Instance TypesAdded two new compute definitions:
rtxp6000-8x: NVIDIA RTX Pro 6000 Blackwell Server Edition
gb300-4x: NVIDIA GB300
Observability• Slurm metrics now carry the slurm_cluster label, simplifying multi-cluster dashboards.
• MySQL exporter metrics are automatically scraped and ingested.
• Enhanced segment-calc script to respect partition filters and job exclusivity, making block-scheduling heat-maps more accurate.
BenchmarkingNCCL-test base image updated to nccl-tests/d5a135d, ensuring compatibility with the latest CUDA toolchain.

Improvements

  • Nodes that stay "busy" inside a reservation are automatically re-evaluated after 30 minutes, reducing orphaned allocations.
  • CoreWeave IAM is now fully integrated with the Slurm Helm chart.
  • Optional SSSD mounts are intelligently gated, reducing unnecessary container overhead.

Fixes

  • Disabled NVIDIA device-plugin health checks that could cause false node drains.
  • Segment-calc now skips nodes already in DRAIN state to prevent skewed capacity charts.
  • PodMonitor and VMPodScrape templates now use consistent relabeling syntax.
  • Removed the InfiniBand requirement for A100-based nodes where it is not present.
  • Multiple operator dependencies updated (chi v5, viper v2, Go Slurm) to incorporate upstream security and stability patches.

Upgrade notes

SCIM setup for SUNK

Suggested SCIM settings are found in the Slurm chart's values-cw.yaml at nsscache.nsscacheConfig.

To set up SCIM provisioning for SUNK, provide your SCIM auth token in a Kubernetes Secret. This token is used to authenticate with your IdP.

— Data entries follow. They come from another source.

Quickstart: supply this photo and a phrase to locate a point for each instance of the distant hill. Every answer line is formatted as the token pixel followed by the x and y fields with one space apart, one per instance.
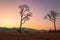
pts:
pixel 23 30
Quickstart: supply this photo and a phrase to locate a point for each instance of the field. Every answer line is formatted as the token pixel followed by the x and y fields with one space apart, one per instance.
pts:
pixel 29 36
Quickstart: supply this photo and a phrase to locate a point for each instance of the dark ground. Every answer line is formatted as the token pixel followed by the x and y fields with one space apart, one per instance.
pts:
pixel 29 36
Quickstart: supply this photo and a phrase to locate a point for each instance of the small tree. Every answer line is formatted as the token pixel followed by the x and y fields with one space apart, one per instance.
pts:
pixel 52 16
pixel 25 14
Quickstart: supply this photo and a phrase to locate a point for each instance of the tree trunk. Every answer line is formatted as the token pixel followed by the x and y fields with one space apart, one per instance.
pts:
pixel 54 25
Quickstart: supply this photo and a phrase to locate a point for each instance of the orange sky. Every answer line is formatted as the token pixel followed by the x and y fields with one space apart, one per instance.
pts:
pixel 10 17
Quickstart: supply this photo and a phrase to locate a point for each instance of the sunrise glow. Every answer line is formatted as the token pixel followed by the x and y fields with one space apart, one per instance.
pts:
pixel 10 17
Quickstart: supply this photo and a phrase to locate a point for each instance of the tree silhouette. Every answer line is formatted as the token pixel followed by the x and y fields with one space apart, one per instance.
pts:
pixel 52 16
pixel 25 14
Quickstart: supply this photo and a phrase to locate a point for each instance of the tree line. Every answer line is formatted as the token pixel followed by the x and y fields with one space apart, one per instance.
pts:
pixel 25 15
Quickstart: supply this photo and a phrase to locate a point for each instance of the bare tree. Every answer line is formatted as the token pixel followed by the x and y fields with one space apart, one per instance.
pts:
pixel 25 14
pixel 52 16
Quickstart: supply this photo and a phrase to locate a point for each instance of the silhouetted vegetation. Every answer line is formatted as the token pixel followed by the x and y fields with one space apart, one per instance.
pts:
pixel 52 16
pixel 25 14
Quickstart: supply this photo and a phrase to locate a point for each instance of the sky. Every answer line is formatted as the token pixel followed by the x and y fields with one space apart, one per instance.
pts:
pixel 10 17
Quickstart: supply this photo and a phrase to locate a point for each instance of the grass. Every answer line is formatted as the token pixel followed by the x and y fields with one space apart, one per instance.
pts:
pixel 29 36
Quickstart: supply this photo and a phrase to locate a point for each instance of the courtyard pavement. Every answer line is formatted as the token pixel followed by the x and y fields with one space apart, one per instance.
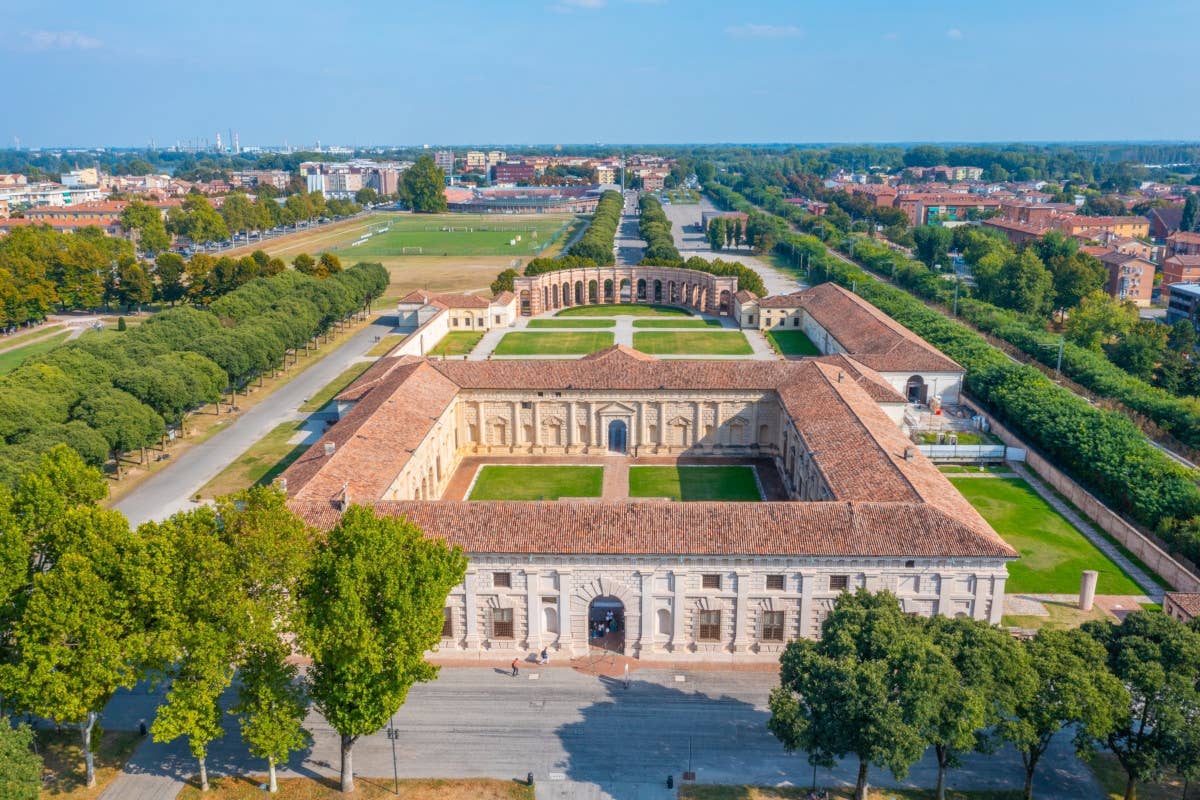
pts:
pixel 581 735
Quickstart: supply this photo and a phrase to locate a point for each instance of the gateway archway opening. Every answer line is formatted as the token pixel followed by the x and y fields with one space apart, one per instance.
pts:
pixel 606 624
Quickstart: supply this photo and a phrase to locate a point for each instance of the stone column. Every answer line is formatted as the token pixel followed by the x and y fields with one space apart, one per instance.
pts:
pixel 472 613
pixel 742 637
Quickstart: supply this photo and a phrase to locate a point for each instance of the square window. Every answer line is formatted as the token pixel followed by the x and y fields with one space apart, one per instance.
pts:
pixel 709 626
pixel 773 626
pixel 502 623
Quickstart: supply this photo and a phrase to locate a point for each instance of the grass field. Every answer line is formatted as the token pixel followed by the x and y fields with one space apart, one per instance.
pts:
pixel 1053 552
pixel 520 482
pixel 322 398
pixel 571 323
pixel 12 359
pixel 457 343
pixel 630 310
pixel 723 483
pixel 693 342
pixel 533 343
pixel 792 342
pixel 677 323
pixel 301 788
pixel 262 463
pixel 453 234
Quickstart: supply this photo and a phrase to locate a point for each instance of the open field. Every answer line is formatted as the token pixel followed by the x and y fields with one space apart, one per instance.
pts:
pixel 693 342
pixel 677 323
pixel 63 761
pixel 629 310
pixel 457 343
pixel 571 323
pixel 450 234
pixel 726 483
pixel 534 343
pixel 301 788
pixel 12 359
pixel 522 482
pixel 1053 552
pixel 792 342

  • In the Kubernetes Secret, set the value of the nsscache-scim-auth-token key to your Token.
  • Set nsscache.existingSecret in the values-cw.yaml file of the slurm chart to the name of the Secret.
  • Set nsscache.nsscacheConfig.default.base_url in the values-cw.yaml file of the slurm chart to the base URL of your SCIM server, such as https://api.coreweave.com/scim/<org>.

NSSCache configuration

SCIM provisioning uses the nsscache component. When nsscache is enabled, it's advised to disable SSSD by adjusting the following settings:

  • Set sssdContainer.enabled: false in the values.yaml of the slurm chart.
  • Set directoryCache.source: nsscache in the values.yaml of the slurm-login chart.

NVIDIA health checks

NVIDIA's device-plugin health reporting now defaults to false. If you rely on NVIDIA's device-plugin health reporting, re-enable these checks by setting device-plugin.healthCheck: true.